Alright, alright I'm straying from the subject but indulge me if you will dear waverider. This is after all a trip down memory lane up. As I mentioned earlier Fool For Your Love gets the album going with a slight southern rock feel for a few seconds but it quickly changes into a mid-tempo rocker once drummer Gil Moore starts to sing. Lyrically it's basically a love song but where the love goes wrong. Perfect album opener with some amazing riffing.
Second song out is the beautiful Magic Power, the first to feature Rik Emmett on vocals (Rik and Gil share the lead vocal duties). It tells the tale of young people struggling to make things work while having the whole world at their disposal...and music is what helps them on their way. Great song!
Third on the list is the short instrumental intro Air Raid. Sounding like it was taken from an arcade game it leads straight into the stomping title track Allied Forces. A call-to-arms to all rockers this rocker simply annihilates. Rik Emmett is on top of things as always with some very smart and deft guitar playing. Gil Moore sings his heart out while keeping the beat behind the drums and Mike Levine's bass playing is impeccable.
The last song on side A is Hot Time(In This City Tonight) a fantastic homage to 50's music, think Chuck Berry, and Rik's wicked guitar playing peels the paint of the walls.
Side B opens up with Fight The Good Fight which is one of the longer songs on the album. The band speaks of making the right choices in life and doing the right thing, regardless the cost. Tough it out and you will be better for it. Musically the band changes slightly from here on leading into a more progressive field as Fight The Good Fight is more technical and subtle.

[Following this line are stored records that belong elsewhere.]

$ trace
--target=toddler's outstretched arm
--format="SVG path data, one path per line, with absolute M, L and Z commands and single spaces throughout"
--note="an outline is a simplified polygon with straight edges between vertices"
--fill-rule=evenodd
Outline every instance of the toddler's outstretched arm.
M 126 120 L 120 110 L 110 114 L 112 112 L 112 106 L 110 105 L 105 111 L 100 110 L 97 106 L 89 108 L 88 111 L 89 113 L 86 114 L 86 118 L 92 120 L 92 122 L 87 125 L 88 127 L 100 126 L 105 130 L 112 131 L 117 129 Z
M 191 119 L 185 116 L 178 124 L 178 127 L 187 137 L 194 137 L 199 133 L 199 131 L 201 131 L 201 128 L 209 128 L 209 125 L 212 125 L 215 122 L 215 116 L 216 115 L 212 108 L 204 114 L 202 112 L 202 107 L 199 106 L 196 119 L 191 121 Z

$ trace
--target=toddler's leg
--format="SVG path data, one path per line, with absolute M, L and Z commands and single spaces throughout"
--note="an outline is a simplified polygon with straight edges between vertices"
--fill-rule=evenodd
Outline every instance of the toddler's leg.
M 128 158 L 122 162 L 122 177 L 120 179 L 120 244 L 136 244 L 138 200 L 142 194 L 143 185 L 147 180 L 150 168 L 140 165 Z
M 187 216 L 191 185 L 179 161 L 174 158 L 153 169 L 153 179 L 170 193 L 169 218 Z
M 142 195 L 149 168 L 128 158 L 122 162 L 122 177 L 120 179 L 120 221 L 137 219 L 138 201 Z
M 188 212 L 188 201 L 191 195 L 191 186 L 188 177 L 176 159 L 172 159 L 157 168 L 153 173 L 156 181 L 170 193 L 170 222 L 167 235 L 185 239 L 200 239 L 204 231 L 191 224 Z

Their progressive leanings continue with Ordinary Man. Although it starts out with a choir before slowly moving onto a semi-acoutic segue, the song eventually explodes turning into a predecessor of thrash metal...seriously! Emmett is shredding and riffing like there's no tomorrow putting ANY accomplished thrash metal guitarist to shame. Moore and Levine follow suit and this is an absolute corker of a song...definitely my favourite on a great album.
Second last song on Allied Forces is Petite Etude which even further enhances Emmett's traits as an all-round guitar virtuoso of the highest order. This is a short, acoustic classical piece akin to what any of the classical masters would have composed...except Rik wrote it.

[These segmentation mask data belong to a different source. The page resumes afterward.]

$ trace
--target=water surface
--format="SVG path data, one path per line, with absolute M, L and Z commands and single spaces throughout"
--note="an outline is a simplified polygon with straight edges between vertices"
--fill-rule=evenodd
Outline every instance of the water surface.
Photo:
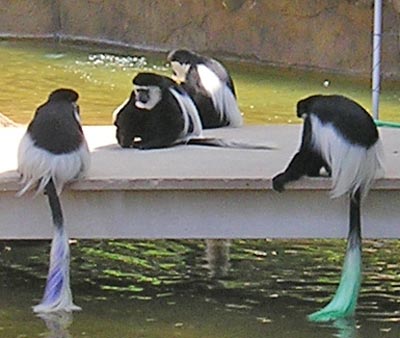
M 140 71 L 171 75 L 165 54 L 39 42 L 0 42 L 0 112 L 27 123 L 49 92 L 71 87 L 81 96 L 84 124 L 110 124 L 112 111 Z M 371 106 L 370 81 L 300 70 L 224 62 L 247 124 L 298 123 L 294 107 L 308 95 L 342 94 Z M 324 85 L 325 84 L 325 85 Z M 380 119 L 400 121 L 400 83 L 383 81 Z
M 398 338 L 400 242 L 364 241 L 355 318 L 306 315 L 334 293 L 344 240 L 78 241 L 72 289 L 82 312 L 35 317 L 47 242 L 2 242 L 1 337 Z M 51 321 L 52 319 L 53 321 Z M 62 327 L 64 328 L 62 329 Z M 58 330 L 58 331 L 57 331 Z M 54 333 L 56 332 L 56 333 Z M 68 336 L 70 334 L 70 336 Z
M 109 124 L 139 71 L 169 75 L 165 55 L 0 43 L 0 112 L 27 123 L 50 91 L 80 93 L 85 124 Z M 226 62 L 248 124 L 297 123 L 297 100 L 348 95 L 366 108 L 369 81 Z M 328 82 L 325 82 L 328 81 Z M 323 83 L 328 83 L 324 86 Z M 384 82 L 381 119 L 400 121 L 399 84 Z M 17 225 L 16 225 L 17 226 Z M 400 241 L 364 241 L 356 317 L 315 324 L 306 315 L 338 284 L 343 240 L 77 241 L 71 279 L 83 311 L 38 318 L 48 242 L 0 242 L 0 337 L 398 338 Z

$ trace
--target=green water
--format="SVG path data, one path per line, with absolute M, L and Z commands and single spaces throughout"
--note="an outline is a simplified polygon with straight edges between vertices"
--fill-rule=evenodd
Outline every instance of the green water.
M 130 94 L 139 71 L 170 75 L 165 54 L 0 42 L 0 112 L 27 123 L 49 92 L 71 87 L 80 93 L 84 124 L 109 124 L 113 110 Z M 311 94 L 343 94 L 371 106 L 370 83 L 342 75 L 225 62 L 237 87 L 247 124 L 298 123 L 296 102 Z M 323 83 L 328 80 L 329 86 Z M 400 83 L 384 81 L 380 119 L 400 121 Z
M 109 124 L 142 70 L 170 74 L 164 55 L 0 43 L 0 112 L 27 123 L 48 93 L 80 93 L 85 124 Z M 227 62 L 248 124 L 297 123 L 294 106 L 315 93 L 348 95 L 367 109 L 369 81 Z M 323 86 L 329 79 L 330 85 Z M 381 119 L 400 121 L 399 83 L 384 82 Z M 306 320 L 335 292 L 343 240 L 78 241 L 72 245 L 73 316 L 38 318 L 47 242 L 0 242 L 0 337 L 398 338 L 400 242 L 364 242 L 356 317 Z
M 344 240 L 78 241 L 71 279 L 82 312 L 49 327 L 48 243 L 0 242 L 1 337 L 398 338 L 400 242 L 364 241 L 356 317 L 306 315 L 334 293 Z M 48 319 L 47 319 L 48 320 Z

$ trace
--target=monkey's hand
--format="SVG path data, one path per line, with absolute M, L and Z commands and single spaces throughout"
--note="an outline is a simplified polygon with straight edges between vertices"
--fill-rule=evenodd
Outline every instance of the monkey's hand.
M 275 191 L 282 192 L 285 190 L 285 183 L 286 183 L 285 174 L 284 173 L 278 174 L 272 179 L 272 188 Z

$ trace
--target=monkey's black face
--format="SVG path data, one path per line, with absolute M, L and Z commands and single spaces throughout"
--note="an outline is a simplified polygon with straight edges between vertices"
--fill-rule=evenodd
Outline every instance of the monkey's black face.
M 149 88 L 136 88 L 135 94 L 136 101 L 140 101 L 143 104 L 146 104 L 150 100 Z
M 161 101 L 158 86 L 135 86 L 135 105 L 139 109 L 152 110 Z

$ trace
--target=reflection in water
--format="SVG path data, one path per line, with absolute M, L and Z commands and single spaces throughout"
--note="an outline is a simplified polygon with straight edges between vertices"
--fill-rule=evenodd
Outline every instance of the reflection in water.
M 333 327 L 338 329 L 335 335 L 339 338 L 356 338 L 357 326 L 354 318 L 340 318 L 333 322 Z
M 400 337 L 399 240 L 365 241 L 355 319 L 307 321 L 337 286 L 344 246 L 344 240 L 79 240 L 71 247 L 71 282 L 83 310 L 72 324 L 68 317 L 45 318 L 47 334 Z M 0 337 L 43 336 L 29 305 L 41 296 L 47 257 L 47 242 L 0 242 Z
M 68 332 L 68 328 L 71 326 L 73 320 L 71 312 L 39 313 L 37 316 L 43 319 L 49 330 L 46 333 L 46 338 L 72 338 Z
M 230 240 L 206 240 L 206 267 L 210 270 L 211 278 L 222 278 L 228 275 Z

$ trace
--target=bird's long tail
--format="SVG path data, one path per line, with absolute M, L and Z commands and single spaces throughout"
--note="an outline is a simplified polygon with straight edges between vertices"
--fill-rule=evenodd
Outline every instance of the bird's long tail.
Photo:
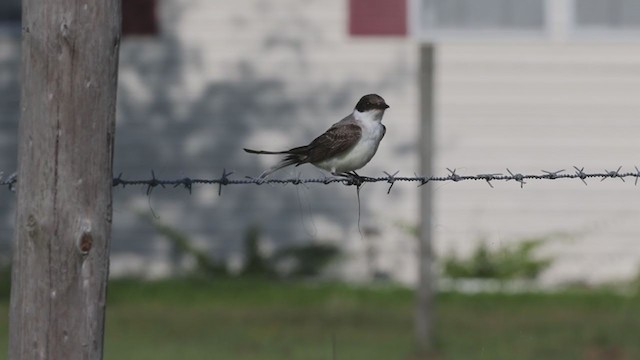
M 252 150 L 247 148 L 244 148 L 244 151 L 248 152 L 249 154 L 263 154 L 263 155 L 282 155 L 282 154 L 289 153 L 289 151 L 265 151 L 265 150 Z
M 286 151 L 265 151 L 265 150 L 252 150 L 252 149 L 244 149 L 244 151 L 250 153 L 250 154 L 262 154 L 262 155 L 284 155 L 286 154 L 287 156 L 284 157 L 284 159 L 280 160 L 279 163 L 273 165 L 272 167 L 270 167 L 269 169 L 265 170 L 262 174 L 260 174 L 260 179 L 264 179 L 267 176 L 271 175 L 272 173 L 285 168 L 287 166 L 291 166 L 291 165 L 300 165 L 303 164 L 304 161 L 301 157 L 301 155 L 299 154 L 292 154 L 291 150 L 286 150 Z

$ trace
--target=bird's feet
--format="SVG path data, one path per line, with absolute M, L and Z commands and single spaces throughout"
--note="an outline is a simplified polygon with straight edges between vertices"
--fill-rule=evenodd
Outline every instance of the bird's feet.
M 362 184 L 367 182 L 367 180 L 371 180 L 372 179 L 372 178 L 370 178 L 368 176 L 360 176 L 355 171 L 347 171 L 347 172 L 343 172 L 343 173 L 339 173 L 339 174 L 335 174 L 335 175 L 346 178 L 347 179 L 346 182 L 348 184 L 356 185 L 356 186 L 361 186 Z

Triumph rounds off the album with Say Goodbye, a break-up song if there ever was one. Musically it's a return to the more straight-forward rock of side A although it's more mid-tempo with a heavy reliance on slide and lap steel guitars.
Overall Allied Forces is a fantastic album that touches on many various rock styles. Still the band manage elegantly to keep the music and the structure cohesive, engaging and simply crushing. The musicianship is out of this world and I have already spoken a lot about Rik Emmett but let's not forget about Gil Moore and Mike Levine. Gil is a tight, technical good rock drummer which is extremely apparent since he handles a lot of the lead vocals...while drumming. That is quite an accomplishment. And apart from being a solid bass player Mike plays all the synths, organs and pianos on this album. And this muscial ability is not only for the studio, they did the same live...just like their fellow Canadians Rush. Must be something in the water up there in Canada!